We suffer in our hot and humid homes, missing and appreciating electricity like the rich uncle we never realized we had. The debris is piled high along every road; technology is slow to recover but life beckons us return to normal. Groceries shelves are empty and gas station lines are long. Restaurants are packed and people are grumpy.
Irma has made her way North and fizzled out, but she left quite a mark. Lives were lost. Work was missed and the damages are still being assessed.
There is another hurricane brewing in the Atlantic. The good news? It’s not likely to have significant impact on the United States.

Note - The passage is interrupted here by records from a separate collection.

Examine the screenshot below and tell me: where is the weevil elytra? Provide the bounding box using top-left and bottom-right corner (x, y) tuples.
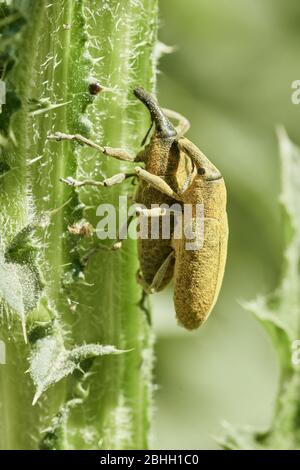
(48, 88), (228, 330)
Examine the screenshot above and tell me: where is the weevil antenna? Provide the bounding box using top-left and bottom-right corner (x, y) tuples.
(141, 119), (154, 146)
(134, 87), (176, 138)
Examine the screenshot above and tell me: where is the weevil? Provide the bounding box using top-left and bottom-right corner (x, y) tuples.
(48, 88), (228, 330)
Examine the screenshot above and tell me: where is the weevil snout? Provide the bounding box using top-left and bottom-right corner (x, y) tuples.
(133, 87), (176, 139)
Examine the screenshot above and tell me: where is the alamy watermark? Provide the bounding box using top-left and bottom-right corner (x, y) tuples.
(0, 341), (6, 365)
(0, 80), (6, 113)
(95, 196), (205, 251)
(292, 340), (300, 366)
(291, 80), (300, 105)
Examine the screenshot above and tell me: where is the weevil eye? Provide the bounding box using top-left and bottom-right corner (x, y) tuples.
(198, 167), (206, 175)
(89, 82), (102, 95)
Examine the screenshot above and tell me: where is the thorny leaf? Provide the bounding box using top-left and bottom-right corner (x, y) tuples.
(220, 129), (300, 449)
(0, 252), (42, 341)
(29, 334), (129, 405)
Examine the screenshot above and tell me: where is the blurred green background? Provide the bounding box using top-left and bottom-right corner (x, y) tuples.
(152, 0), (300, 449)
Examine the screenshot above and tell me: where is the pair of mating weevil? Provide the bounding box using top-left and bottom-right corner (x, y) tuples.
(49, 87), (228, 330)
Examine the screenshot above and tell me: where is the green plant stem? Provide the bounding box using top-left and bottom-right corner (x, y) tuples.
(0, 0), (157, 450)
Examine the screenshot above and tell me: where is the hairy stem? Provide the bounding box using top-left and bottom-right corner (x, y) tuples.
(0, 0), (157, 450)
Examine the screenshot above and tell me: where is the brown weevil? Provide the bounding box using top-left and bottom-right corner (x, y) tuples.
(48, 88), (228, 330)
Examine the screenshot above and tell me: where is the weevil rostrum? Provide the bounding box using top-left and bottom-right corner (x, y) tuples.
(48, 87), (228, 330)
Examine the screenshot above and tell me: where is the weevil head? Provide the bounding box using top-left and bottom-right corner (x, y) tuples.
(134, 87), (176, 139)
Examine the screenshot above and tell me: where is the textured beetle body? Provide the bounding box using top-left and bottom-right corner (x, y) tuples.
(132, 89), (184, 292)
(134, 135), (179, 291)
(172, 141), (228, 328)
(131, 90), (228, 329)
(52, 88), (228, 330)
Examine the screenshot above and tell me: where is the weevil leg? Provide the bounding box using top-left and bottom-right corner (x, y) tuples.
(80, 227), (130, 263)
(60, 172), (136, 188)
(177, 138), (222, 181)
(103, 146), (137, 162)
(48, 132), (104, 151)
(84, 201), (137, 254)
(141, 121), (154, 146)
(162, 108), (190, 138)
(135, 206), (169, 217)
(80, 243), (111, 265)
(177, 138), (203, 164)
(112, 205), (170, 251)
(47, 132), (137, 162)
(137, 290), (151, 326)
(137, 250), (175, 294)
(82, 210), (135, 260)
(134, 167), (181, 201)
(111, 214), (135, 250)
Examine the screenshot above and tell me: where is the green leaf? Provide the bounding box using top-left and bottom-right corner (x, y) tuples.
(221, 129), (300, 449)
(0, 253), (42, 340)
(29, 334), (129, 405)
(0, 225), (43, 341)
(245, 129), (300, 362)
(0, 0), (157, 449)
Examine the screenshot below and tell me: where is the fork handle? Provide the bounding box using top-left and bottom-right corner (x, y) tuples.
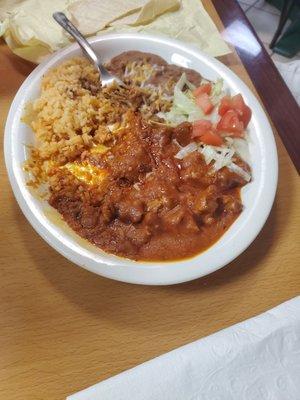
(53, 12), (101, 73)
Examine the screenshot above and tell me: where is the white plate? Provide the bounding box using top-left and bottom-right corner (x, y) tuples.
(4, 33), (278, 285)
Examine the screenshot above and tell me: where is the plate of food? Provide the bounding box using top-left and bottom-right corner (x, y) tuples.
(4, 33), (278, 285)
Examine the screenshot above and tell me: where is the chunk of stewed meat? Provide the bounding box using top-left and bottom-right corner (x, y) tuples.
(216, 168), (246, 190)
(172, 122), (193, 146)
(161, 205), (185, 230)
(192, 192), (219, 216)
(221, 194), (243, 214)
(125, 224), (151, 247)
(104, 129), (152, 182)
(79, 205), (99, 228)
(116, 199), (145, 224)
(180, 152), (212, 186)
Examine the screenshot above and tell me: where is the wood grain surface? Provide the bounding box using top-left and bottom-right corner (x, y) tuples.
(0, 2), (299, 399)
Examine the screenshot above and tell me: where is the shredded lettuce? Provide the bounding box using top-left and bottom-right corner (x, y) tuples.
(160, 75), (225, 125)
(200, 145), (234, 170)
(159, 73), (202, 125)
(157, 107), (187, 125)
(173, 87), (200, 115)
(211, 78), (223, 97)
(175, 72), (196, 91)
(165, 75), (251, 179)
(174, 142), (250, 181)
(175, 142), (234, 171)
(226, 137), (250, 164)
(175, 142), (198, 159)
(228, 163), (251, 182)
(211, 78), (224, 105)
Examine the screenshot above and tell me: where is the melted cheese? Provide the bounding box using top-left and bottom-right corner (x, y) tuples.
(64, 161), (108, 185)
(90, 144), (110, 154)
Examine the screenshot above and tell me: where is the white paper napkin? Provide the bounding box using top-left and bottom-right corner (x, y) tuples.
(67, 297), (300, 400)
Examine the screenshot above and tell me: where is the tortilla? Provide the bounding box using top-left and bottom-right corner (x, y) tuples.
(0, 0), (230, 63)
(68, 0), (147, 35)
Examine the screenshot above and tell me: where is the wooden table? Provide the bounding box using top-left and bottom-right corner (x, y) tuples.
(0, 1), (299, 399)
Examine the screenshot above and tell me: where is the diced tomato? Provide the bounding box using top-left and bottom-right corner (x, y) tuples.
(218, 94), (252, 128)
(218, 95), (232, 116)
(200, 131), (224, 146)
(231, 94), (252, 127)
(195, 93), (214, 114)
(193, 83), (212, 97)
(192, 120), (223, 145)
(192, 120), (213, 138)
(216, 109), (244, 136)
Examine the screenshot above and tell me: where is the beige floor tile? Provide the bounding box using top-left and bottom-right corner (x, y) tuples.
(254, 0), (281, 15)
(237, 0), (258, 5)
(272, 52), (300, 63)
(246, 7), (281, 43)
(239, 2), (251, 11)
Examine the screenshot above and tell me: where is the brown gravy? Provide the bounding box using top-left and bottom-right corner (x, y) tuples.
(50, 115), (246, 261)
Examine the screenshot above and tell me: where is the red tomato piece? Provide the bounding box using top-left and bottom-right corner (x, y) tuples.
(192, 120), (223, 146)
(192, 120), (213, 138)
(193, 83), (212, 97)
(219, 94), (252, 128)
(195, 93), (214, 114)
(231, 94), (252, 127)
(216, 109), (244, 136)
(200, 131), (224, 146)
(218, 95), (232, 116)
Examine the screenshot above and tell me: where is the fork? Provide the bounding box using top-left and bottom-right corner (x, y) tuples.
(53, 12), (124, 87)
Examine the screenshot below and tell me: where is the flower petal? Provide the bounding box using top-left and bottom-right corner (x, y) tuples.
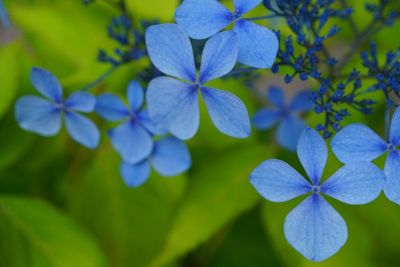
(137, 110), (167, 136)
(277, 116), (305, 152)
(65, 111), (100, 149)
(321, 161), (385, 204)
(30, 67), (63, 102)
(127, 80), (144, 112)
(252, 108), (280, 130)
(199, 31), (239, 83)
(151, 137), (191, 176)
(250, 159), (311, 202)
(175, 0), (232, 40)
(15, 96), (62, 136)
(120, 161), (151, 187)
(383, 150), (400, 205)
(0, 0), (10, 27)
(109, 121), (153, 164)
(95, 93), (129, 121)
(297, 127), (327, 185)
(284, 194), (348, 262)
(201, 87), (250, 138)
(267, 86), (285, 108)
(331, 123), (386, 163)
(289, 90), (313, 112)
(233, 20), (279, 68)
(234, 0), (262, 14)
(147, 77), (199, 140)
(65, 92), (96, 112)
(390, 107), (400, 146)
(145, 23), (196, 82)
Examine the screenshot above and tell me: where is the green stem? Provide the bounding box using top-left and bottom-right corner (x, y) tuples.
(81, 65), (118, 92)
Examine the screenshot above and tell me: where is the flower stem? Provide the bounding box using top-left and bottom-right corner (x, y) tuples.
(385, 101), (391, 143)
(81, 65), (118, 92)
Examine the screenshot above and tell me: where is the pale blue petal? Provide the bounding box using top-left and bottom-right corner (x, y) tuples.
(384, 150), (400, 205)
(233, 20), (279, 68)
(289, 91), (313, 112)
(297, 127), (327, 185)
(234, 0), (262, 14)
(145, 24), (196, 82)
(151, 137), (191, 176)
(201, 87), (250, 138)
(250, 159), (311, 202)
(147, 77), (199, 140)
(175, 0), (232, 40)
(109, 121), (153, 164)
(252, 108), (280, 130)
(31, 67), (63, 102)
(120, 161), (151, 187)
(15, 96), (61, 136)
(199, 31), (239, 83)
(390, 107), (400, 146)
(127, 80), (144, 112)
(0, 0), (10, 27)
(284, 194), (348, 262)
(137, 110), (168, 136)
(65, 92), (96, 112)
(65, 111), (100, 149)
(277, 116), (305, 152)
(267, 86), (285, 108)
(95, 93), (129, 121)
(321, 161), (385, 204)
(331, 123), (386, 163)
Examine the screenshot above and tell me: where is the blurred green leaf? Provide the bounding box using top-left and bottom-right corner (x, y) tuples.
(126, 0), (178, 21)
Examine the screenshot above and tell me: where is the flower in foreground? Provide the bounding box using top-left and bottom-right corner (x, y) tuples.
(253, 86), (312, 151)
(15, 67), (100, 149)
(146, 23), (250, 140)
(175, 0), (279, 68)
(120, 136), (191, 187)
(95, 80), (165, 164)
(250, 128), (385, 261)
(331, 106), (400, 205)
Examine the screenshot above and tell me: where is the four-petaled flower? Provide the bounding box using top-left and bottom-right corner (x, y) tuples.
(145, 24), (250, 140)
(120, 136), (191, 187)
(15, 67), (100, 149)
(95, 80), (165, 164)
(332, 107), (400, 205)
(250, 128), (385, 262)
(175, 0), (279, 68)
(253, 86), (312, 151)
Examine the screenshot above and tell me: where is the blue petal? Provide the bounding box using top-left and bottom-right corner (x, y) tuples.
(390, 107), (400, 146)
(276, 116), (305, 152)
(95, 93), (129, 121)
(147, 77), (199, 140)
(127, 80), (144, 112)
(331, 123), (386, 163)
(284, 194), (348, 262)
(65, 92), (96, 112)
(65, 111), (99, 149)
(15, 96), (62, 136)
(0, 0), (10, 27)
(321, 161), (386, 204)
(151, 137), (191, 176)
(120, 161), (151, 187)
(297, 127), (327, 185)
(233, 20), (279, 68)
(234, 0), (262, 14)
(383, 150), (400, 205)
(267, 86), (285, 108)
(201, 87), (250, 138)
(109, 121), (153, 164)
(137, 110), (167, 136)
(252, 108), (280, 130)
(199, 31), (239, 83)
(145, 24), (196, 82)
(250, 159), (311, 202)
(289, 90), (313, 112)
(30, 67), (63, 102)
(175, 0), (232, 40)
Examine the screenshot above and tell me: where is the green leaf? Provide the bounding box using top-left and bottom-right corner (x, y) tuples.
(126, 0), (178, 21)
(0, 195), (107, 267)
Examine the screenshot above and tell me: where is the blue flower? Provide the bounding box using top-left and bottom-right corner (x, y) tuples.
(120, 136), (191, 187)
(332, 107), (400, 205)
(252, 86), (312, 151)
(15, 67), (100, 149)
(95, 80), (165, 164)
(250, 128), (385, 262)
(145, 24), (250, 140)
(175, 0), (279, 68)
(0, 0), (10, 28)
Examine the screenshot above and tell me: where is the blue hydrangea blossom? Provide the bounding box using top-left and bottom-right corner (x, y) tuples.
(253, 86), (312, 151)
(15, 67), (100, 149)
(332, 107), (400, 205)
(120, 136), (191, 187)
(95, 80), (165, 164)
(145, 24), (250, 140)
(250, 128), (385, 262)
(0, 0), (10, 28)
(175, 0), (279, 68)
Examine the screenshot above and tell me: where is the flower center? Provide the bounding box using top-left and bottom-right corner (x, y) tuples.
(387, 143), (396, 151)
(233, 8), (243, 19)
(311, 185), (320, 194)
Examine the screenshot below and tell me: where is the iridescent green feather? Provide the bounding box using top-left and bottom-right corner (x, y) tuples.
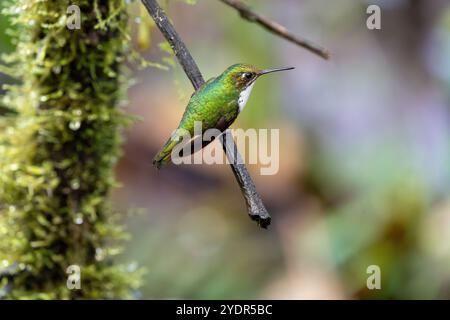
(178, 76), (240, 134)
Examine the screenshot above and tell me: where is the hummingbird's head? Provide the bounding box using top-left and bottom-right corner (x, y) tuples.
(221, 63), (295, 92)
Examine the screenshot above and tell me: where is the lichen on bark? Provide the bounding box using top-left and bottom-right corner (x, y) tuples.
(0, 0), (141, 299)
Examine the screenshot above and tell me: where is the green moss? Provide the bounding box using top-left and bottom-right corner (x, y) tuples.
(0, 0), (142, 298)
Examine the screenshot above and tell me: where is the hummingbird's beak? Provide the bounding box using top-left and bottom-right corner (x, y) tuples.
(259, 67), (295, 76)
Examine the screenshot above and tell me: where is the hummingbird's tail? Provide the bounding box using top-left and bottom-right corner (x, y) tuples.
(153, 132), (211, 169)
(153, 137), (179, 169)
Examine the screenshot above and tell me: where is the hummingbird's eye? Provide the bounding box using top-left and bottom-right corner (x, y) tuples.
(242, 72), (254, 80)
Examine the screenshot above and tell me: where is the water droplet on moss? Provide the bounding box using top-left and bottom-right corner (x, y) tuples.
(134, 17), (141, 24)
(10, 163), (19, 171)
(69, 120), (81, 130)
(95, 248), (105, 261)
(70, 179), (80, 190)
(1, 260), (9, 268)
(127, 262), (138, 272)
(52, 65), (61, 74)
(74, 213), (84, 225)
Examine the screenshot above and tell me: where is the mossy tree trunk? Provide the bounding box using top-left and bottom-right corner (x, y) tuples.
(0, 0), (140, 298)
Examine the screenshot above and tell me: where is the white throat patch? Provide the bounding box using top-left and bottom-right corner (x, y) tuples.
(238, 83), (255, 112)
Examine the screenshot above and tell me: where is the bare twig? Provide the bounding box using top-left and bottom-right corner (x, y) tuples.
(142, 0), (271, 228)
(219, 0), (330, 60)
(221, 131), (271, 228)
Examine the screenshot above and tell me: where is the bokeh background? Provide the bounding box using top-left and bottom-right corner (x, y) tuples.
(2, 0), (450, 299)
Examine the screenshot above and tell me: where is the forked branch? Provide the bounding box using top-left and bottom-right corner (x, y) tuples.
(219, 0), (330, 60)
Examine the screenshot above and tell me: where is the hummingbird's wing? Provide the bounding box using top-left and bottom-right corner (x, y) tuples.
(153, 77), (219, 168)
(173, 76), (239, 155)
(153, 77), (239, 168)
(179, 77), (239, 133)
(176, 114), (232, 157)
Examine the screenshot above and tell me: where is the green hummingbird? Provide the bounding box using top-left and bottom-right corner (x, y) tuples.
(153, 63), (294, 168)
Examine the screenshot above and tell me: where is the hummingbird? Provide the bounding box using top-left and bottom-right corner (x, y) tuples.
(153, 63), (294, 168)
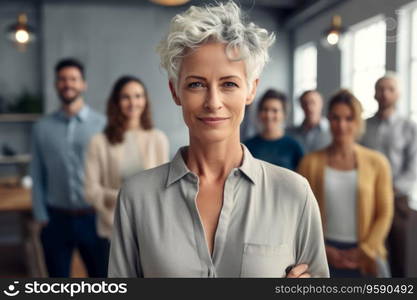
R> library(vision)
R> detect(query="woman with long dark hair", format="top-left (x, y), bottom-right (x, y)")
top-left (85, 75), bottom-right (169, 240)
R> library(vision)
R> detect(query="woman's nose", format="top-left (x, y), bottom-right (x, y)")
top-left (204, 87), bottom-right (222, 111)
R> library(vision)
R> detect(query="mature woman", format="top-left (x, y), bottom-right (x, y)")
top-left (85, 75), bottom-right (169, 240)
top-left (298, 89), bottom-right (393, 277)
top-left (108, 1), bottom-right (328, 278)
top-left (244, 89), bottom-right (304, 170)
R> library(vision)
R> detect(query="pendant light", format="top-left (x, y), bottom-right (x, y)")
top-left (149, 0), bottom-right (191, 6)
top-left (322, 15), bottom-right (345, 48)
top-left (7, 13), bottom-right (36, 51)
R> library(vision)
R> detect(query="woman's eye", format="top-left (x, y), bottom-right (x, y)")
top-left (223, 82), bottom-right (238, 88)
top-left (188, 82), bottom-right (204, 88)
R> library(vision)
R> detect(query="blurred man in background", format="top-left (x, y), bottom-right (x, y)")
top-left (287, 90), bottom-right (331, 153)
top-left (30, 58), bottom-right (108, 277)
top-left (361, 73), bottom-right (417, 277)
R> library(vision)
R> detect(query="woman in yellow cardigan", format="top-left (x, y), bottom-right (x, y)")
top-left (298, 89), bottom-right (393, 277)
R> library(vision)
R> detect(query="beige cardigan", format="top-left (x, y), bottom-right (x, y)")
top-left (298, 144), bottom-right (394, 275)
top-left (85, 129), bottom-right (169, 238)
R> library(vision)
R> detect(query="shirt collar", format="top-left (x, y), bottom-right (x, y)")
top-left (299, 117), bottom-right (328, 132)
top-left (166, 144), bottom-right (258, 187)
top-left (386, 110), bottom-right (400, 124)
top-left (319, 118), bottom-right (329, 130)
top-left (56, 105), bottom-right (90, 122)
top-left (372, 110), bottom-right (400, 125)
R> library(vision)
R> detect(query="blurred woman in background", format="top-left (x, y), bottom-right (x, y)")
top-left (298, 89), bottom-right (393, 277)
top-left (85, 75), bottom-right (169, 241)
top-left (244, 89), bottom-right (304, 170)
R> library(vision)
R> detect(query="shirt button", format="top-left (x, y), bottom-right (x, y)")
top-left (234, 170), bottom-right (239, 176)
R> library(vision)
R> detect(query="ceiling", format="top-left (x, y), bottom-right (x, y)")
top-left (0, 0), bottom-right (347, 28)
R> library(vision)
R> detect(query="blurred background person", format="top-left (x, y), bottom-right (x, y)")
top-left (85, 75), bottom-right (169, 241)
top-left (30, 58), bottom-right (108, 277)
top-left (244, 89), bottom-right (304, 170)
top-left (361, 73), bottom-right (417, 277)
top-left (298, 89), bottom-right (393, 277)
top-left (287, 90), bottom-right (331, 153)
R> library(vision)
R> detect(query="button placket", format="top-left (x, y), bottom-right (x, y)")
top-left (65, 119), bottom-right (75, 203)
top-left (185, 174), bottom-right (214, 277)
top-left (211, 170), bottom-right (238, 273)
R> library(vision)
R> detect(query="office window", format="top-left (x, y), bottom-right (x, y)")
top-left (293, 43), bottom-right (317, 124)
top-left (398, 1), bottom-right (417, 210)
top-left (398, 1), bottom-right (417, 122)
top-left (342, 16), bottom-right (386, 119)
top-left (410, 7), bottom-right (417, 121)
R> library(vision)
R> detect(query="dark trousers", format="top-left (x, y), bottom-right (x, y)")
top-left (387, 195), bottom-right (411, 277)
top-left (40, 207), bottom-right (110, 277)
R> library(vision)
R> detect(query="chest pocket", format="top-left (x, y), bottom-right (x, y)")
top-left (240, 243), bottom-right (294, 278)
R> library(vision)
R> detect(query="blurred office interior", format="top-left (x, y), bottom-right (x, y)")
top-left (0, 0), bottom-right (416, 277)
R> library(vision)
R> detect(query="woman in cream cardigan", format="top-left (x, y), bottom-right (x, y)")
top-left (85, 75), bottom-right (169, 240)
top-left (298, 89), bottom-right (393, 277)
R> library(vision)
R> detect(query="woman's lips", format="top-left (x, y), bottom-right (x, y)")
top-left (198, 117), bottom-right (230, 125)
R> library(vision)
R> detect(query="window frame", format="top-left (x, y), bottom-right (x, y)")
top-left (341, 14), bottom-right (387, 119)
top-left (293, 42), bottom-right (318, 125)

Life is a lot like that. One storm follows another and sometimes they pile up and you can’t even recover from the first before the next is raging. It’s a lot to handle.
I was thinking about all of this when I learned that our local eagle nest was destroyed in the hurricane. I never pass that way without slowing to look for those majestic birds. I was devastated.
But a friend captured this picture of the pair, perched above the pine tree where their huge nest once dominated the landscape. The nest is gone, but they are no less mighty. By nature, they will rebuild; if not in the same tree, nearby. Together, the male and female will bring sticks to construct the aerie (although the female manages placement, but that’s another post!) and over time they will raise more babies.
The minute I saw the photo, I remembered this:
Even youths grow tired and weary, and young men stumble and fall;
but those who hope in the Lord will renew their strength.
They will soar on wings like eagles; they will run and not grow weary,
they will walk and not be faint.
Isaiah 40:30-31 NIV
I know you are tired, friends. This has been a harrowing and trying few days (and some of you even weathered Irma!). But our hope is in Jesus; I pray that the wind of his spirit comes up under your wings and you soar like an eagle to repair and rebuild the damage from the most recent storms in your life.